# the $n$th twin prime, asymptotically

Assuming the first Hardy--Littlewood conjecture for twin primes, what is an asymptotic formula for the $$n$$th twin prime $$t_n$$ (which, let us say, enumerates the first of the each twin prime pair, so that the sequence $$t_n$$ is $$3,5,11,17,29,\ldots$$)? I imagine it will take the form $$t_n \sim C n \,(\log n)^2 \ (n \to \infty)$$ for some constant $$C$$ expressible in terms of the twin prime constant. Also, is the Hardy--Littlewood conjecture for twin primes equivalent to such an asymptotic expression for the $$n$$th twin prime $$t_n$$? If so, how would you deduce the Hardy--Littlewood conjecture for twin primes from such an asymptotic relation for $$t_n$$?

A more basic question is, what is the easiest way to deduce the prime number theorem from the asymptotic relation $$p_n \sim n \log n \ (n \to \infty),$$ where $$p_n$$ denotes the $$n$$th prime? Maybe a proof in the twin prime case would be similar?

(Pardon the notation $$t_n$$ for the $$n$$th twin prime. If you have a better notation, let me know and I will edit the question.)
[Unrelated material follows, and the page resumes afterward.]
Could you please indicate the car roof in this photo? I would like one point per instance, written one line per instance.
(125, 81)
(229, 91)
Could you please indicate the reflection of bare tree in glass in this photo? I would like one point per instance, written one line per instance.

• The PNT $\pi(x)\sim \frac{x}{\log(x)}$ is equivalent to $p_n\sim n\log(n)$ using $\pi(p_n)=n$. Similarly $$\pi_2(x)\sim 2C_2 \frac{x}{\log (x) ^2},$$ for $C_2=0.66016...$ gives an asymptotc for $t_n$, using $\pi_2(t_n)=n$. Commented Oct 12, 2021 at 8:50
• I know how to prove the forward direction for the PNT, but how do you prove the reverse direction? And what does the asymptotic for $t_n$ turn out to be? Commented Oct 12, 2021 at 8:53
• See this post. Commented Oct 12, 2021 at 9:25
• If you invert the conjectured asymptotics $$\pi _2 (x) \sim 2C_2 \int_2^x {\frac{{dt}}{{\log ^2 t}}}$$ then you find $$t_n \sim \frac{1}{{2C_2 }}n\log ^2 n + 2C_2 (n\log n)\log \log n + \frac{{1 - \log (2C_2 )}}{{C_2 }}n\log n + \cdots$$ Here $C_2 = 0.6601618158468\ldots$ is the twin prime constant.
– Gary
Commented Oct 12, 2021 at 10:34
• @JesseElliott You start with the asymptotic expansion $$\pi _2 (x) \sim 2C_2 \int_2^x {\frac{{dt}}{{\log ^2 t}} \sim } 2C_2 \frac{x}{{\log ^2 x}}\sum\limits_{k = 0}^\infty {\frac{{(k + 1)!}}{{\log ^k x}}}$$ and use Theorem 2 in doi.org/10.1006/jsco.1994.1014 see Corollary 4 for the case of the prime numbers.
– Gary
Commented Oct 13, 2021 at 23:29

An asymptotic formulae is given for the number of prime pairs $$(p, p+2) is given in the paper, "Asymptotic formulae for the number of repeating prime sequences less than N", Christopher L. Garvie (2016), Notes on Number Theory and Discrete Mathematics, Vol. 22, No. 4; 29-40.
The paper solves the more general problem noted in Hardy and Wight (1962) "An introduction to the Theory of Numbers" on page 5 concerning the number of prime pairs, prime triplets $$(p,p+2,p+6)$$ & $$(p,p+4,p=6)$$, and also larger sets of primes. A sieve method is used in the paper to show all such sequences (including the prime pair conjecture) are unbounded.